Но он касается…и по телу от его рук исходят длинные, глубокие вибрации. Я прикрываю глаза, но он рычит.
- На меня смотри!
Мне нравится, когда он рычит. Мне нравится, когда он приказывает. Я хочу опуститься на колени прямо в этом зале, а другие пусть смотрят. И завидуют.
Чуть поворачиваю голову в сторону и прикусываю его большой палец, а потом медленно сгибаю ноги, чтобы притворить свою дикую фантазию в жизнь…
Малик
Смотрю на своего ангела и охуеваю. Ее зрачки больше ее глаз, притом что глаза у нее как обалденно огроменные блюдца.
Какого черта?!
Не скрою, что когда ее мягкие губы обхватывают фалангу моего пальца — это как выстрел в упор, но я уже все понимаю. Все, сука, понимаю. Поэтому готов. Лили начинает опускаться на колени, ее движения хаотичные, дерганые и очень типичные для человека под гребаной наркотой!

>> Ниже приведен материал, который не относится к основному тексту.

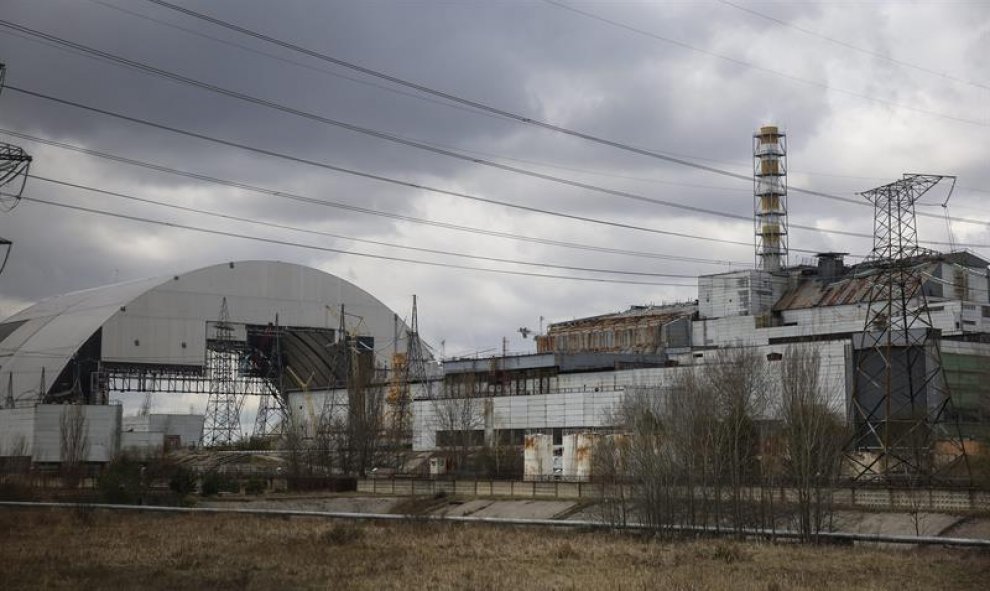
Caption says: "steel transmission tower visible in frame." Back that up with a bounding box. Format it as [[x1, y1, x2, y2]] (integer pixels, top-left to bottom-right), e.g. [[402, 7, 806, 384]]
[[0, 63, 33, 277], [253, 319, 286, 438], [204, 297, 243, 446], [848, 174, 969, 484]]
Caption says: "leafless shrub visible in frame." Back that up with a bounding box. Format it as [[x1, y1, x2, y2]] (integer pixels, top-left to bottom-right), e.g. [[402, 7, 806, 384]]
[[600, 346, 843, 538], [431, 372, 484, 474], [60, 404, 89, 488], [778, 345, 846, 540]]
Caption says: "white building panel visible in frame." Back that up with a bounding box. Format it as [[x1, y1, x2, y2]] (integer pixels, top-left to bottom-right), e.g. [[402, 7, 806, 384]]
[[0, 408, 35, 456], [102, 316, 206, 367], [31, 405, 121, 463], [121, 431, 165, 454], [122, 414, 204, 448]]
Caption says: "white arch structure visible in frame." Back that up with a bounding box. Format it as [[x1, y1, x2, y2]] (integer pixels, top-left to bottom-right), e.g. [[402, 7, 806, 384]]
[[0, 260, 416, 406]]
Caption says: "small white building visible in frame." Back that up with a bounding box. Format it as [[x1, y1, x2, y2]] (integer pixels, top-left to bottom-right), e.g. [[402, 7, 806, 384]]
[[121, 413, 205, 453], [0, 404, 122, 463]]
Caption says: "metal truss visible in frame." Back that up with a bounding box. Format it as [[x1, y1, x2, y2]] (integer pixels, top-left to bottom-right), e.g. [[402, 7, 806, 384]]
[[203, 298, 243, 446], [848, 174, 970, 485], [252, 322, 287, 438], [1, 64, 33, 213]]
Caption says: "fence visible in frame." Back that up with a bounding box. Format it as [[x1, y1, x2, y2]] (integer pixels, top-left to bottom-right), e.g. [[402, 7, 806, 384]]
[[357, 479, 990, 512]]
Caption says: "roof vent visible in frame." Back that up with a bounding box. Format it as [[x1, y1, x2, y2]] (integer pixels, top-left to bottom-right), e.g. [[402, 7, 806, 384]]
[[815, 252, 846, 282]]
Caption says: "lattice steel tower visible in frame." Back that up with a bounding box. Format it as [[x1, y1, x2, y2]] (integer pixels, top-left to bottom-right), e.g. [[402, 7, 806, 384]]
[[0, 63, 33, 277], [204, 297, 242, 446], [253, 319, 286, 438], [753, 125, 787, 272], [848, 174, 969, 484]]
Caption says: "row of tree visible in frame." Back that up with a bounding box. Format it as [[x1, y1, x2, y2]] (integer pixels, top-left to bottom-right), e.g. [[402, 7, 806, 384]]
[[593, 345, 847, 541]]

Хватаю ее за талию и жму к себе со всей силы, а потом поворачиваю голову на наших невольных зрителей. Они не посмеют ничего сказать, не посмеют усмехнуться. Не посмеют открыть свои пасти! Даже между собой. Я знаю, что они сделают вид, будто бы ничего не видели, но все равно. Держу марку и киваю.
- Простите. Моей жене достаточно всего лишь одного бокала шампанского, чтобы ее чувства вырвались наружу.

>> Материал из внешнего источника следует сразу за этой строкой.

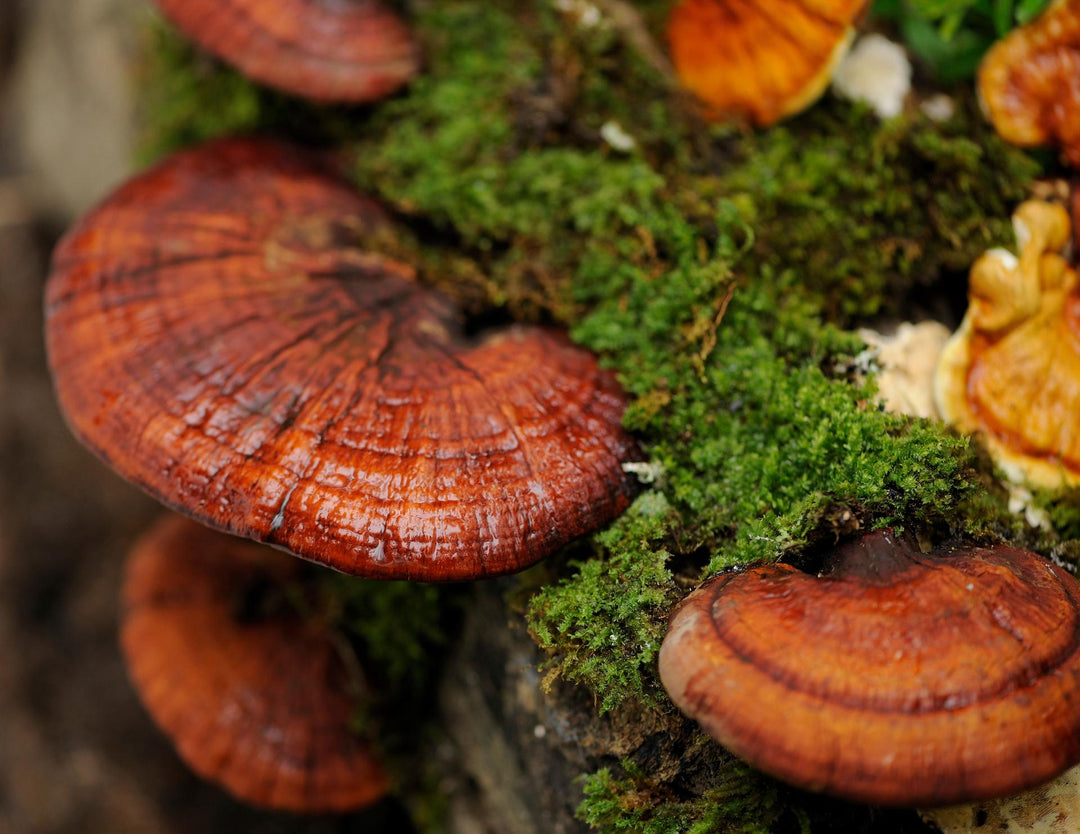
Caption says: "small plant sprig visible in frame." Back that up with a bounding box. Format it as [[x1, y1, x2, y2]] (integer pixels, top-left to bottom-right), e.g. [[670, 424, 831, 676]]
[[873, 0, 1055, 79]]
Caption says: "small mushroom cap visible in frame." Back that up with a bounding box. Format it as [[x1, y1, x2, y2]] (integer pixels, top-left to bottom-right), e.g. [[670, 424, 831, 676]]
[[121, 514, 389, 812], [935, 199, 1080, 488], [153, 0, 421, 104], [45, 136, 639, 580], [658, 530, 1080, 806], [978, 0, 1080, 166], [666, 0, 869, 127]]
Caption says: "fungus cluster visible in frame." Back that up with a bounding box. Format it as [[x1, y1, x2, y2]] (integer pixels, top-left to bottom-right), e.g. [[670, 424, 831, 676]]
[[46, 0, 1080, 824], [44, 130, 643, 806], [931, 0, 1080, 490], [659, 530, 1080, 806]]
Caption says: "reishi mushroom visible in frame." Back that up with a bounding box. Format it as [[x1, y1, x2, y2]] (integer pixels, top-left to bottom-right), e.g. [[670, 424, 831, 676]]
[[121, 514, 389, 812], [658, 529, 1080, 806], [935, 199, 1080, 487], [978, 0, 1080, 166], [45, 136, 640, 580], [666, 0, 870, 127], [153, 0, 421, 104]]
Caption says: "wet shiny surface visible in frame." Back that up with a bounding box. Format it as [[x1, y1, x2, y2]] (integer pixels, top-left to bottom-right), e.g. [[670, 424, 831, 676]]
[[659, 530, 1080, 806], [45, 137, 639, 580]]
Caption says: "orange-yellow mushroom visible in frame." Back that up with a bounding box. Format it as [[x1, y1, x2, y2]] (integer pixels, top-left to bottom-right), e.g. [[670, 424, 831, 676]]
[[936, 199, 1080, 487], [666, 0, 869, 126], [978, 0, 1080, 166]]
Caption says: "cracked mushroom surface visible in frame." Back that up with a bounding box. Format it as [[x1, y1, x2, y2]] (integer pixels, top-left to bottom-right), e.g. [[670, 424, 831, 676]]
[[978, 0, 1080, 167], [45, 136, 640, 580], [121, 514, 389, 813], [658, 529, 1080, 806], [666, 0, 870, 126], [153, 0, 421, 103], [935, 199, 1080, 487]]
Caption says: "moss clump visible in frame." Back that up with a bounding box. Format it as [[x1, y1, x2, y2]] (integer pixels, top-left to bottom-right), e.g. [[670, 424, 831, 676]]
[[578, 761, 793, 834], [316, 574, 462, 831], [574, 213, 979, 553], [1028, 487, 1080, 544], [347, 1, 676, 317], [348, 4, 542, 243], [578, 758, 940, 834], [529, 492, 682, 713], [714, 100, 1040, 323], [321, 576, 457, 699]]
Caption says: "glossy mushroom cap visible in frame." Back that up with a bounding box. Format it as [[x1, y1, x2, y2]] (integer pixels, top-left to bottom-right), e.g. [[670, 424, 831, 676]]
[[153, 0, 421, 104], [659, 530, 1080, 806], [45, 136, 640, 580], [978, 0, 1080, 166], [666, 0, 870, 127], [936, 199, 1080, 488], [121, 515, 389, 812]]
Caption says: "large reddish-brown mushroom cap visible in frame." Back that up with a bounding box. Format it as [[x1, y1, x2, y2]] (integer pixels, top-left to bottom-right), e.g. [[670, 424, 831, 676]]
[[978, 0, 1080, 166], [121, 514, 389, 812], [667, 0, 870, 127], [153, 0, 421, 104], [659, 530, 1080, 806], [45, 136, 639, 580]]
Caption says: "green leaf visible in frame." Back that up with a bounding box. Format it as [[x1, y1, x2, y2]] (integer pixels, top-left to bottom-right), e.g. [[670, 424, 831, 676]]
[[992, 0, 1015, 35], [1015, 0, 1054, 22]]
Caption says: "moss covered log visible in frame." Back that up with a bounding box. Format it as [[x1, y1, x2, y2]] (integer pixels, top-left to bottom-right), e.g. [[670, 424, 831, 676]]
[[136, 1, 1069, 830]]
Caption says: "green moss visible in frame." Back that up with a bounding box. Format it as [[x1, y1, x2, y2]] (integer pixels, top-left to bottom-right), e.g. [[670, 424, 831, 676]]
[[348, 3, 675, 260], [578, 758, 939, 834], [715, 100, 1040, 322], [578, 762, 794, 834], [136, 23, 368, 163], [321, 576, 457, 699], [315, 574, 462, 823], [1027, 487, 1080, 544], [348, 4, 539, 241], [528, 492, 681, 712]]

- Понимаем, - тактично кивает в ответ седоволосый Григорий, а потом бросает взгляд на свою супругу, - Дело молодое. Второй медовый месяц.
Ага, блядь, конечно.
Скупо прощаюсь, разворачиваюсь и тащу Лили на выход. По моим прикидкам осталось совсем немного времени, пока остаток ее разума не утонет в приходе такой силы, что даже мне не хватит власти ее удержать. Для полного счастья не хватает только ловить ее по всему залу. На потеху публике.
Мы выходим на улицу быстро. Прямо под падающий с неба снег, который крупными хлопьями ложится на ступени, на мои плечи, на ее светлые волосы. Я стараюсь натянуть на нее шубу, потому что, сука, холодно! Но она сопротивляется…
- Нет, не надо. Так жарко. Господи, как мне жарко…
Сука! Блядь! Все планы коту под хвост. Я еле сдерживаюсь, чтобы кого-нибудь не убить. Еще хочется орать благим матом, но, конечно же, я не делаю ни то, ни другое.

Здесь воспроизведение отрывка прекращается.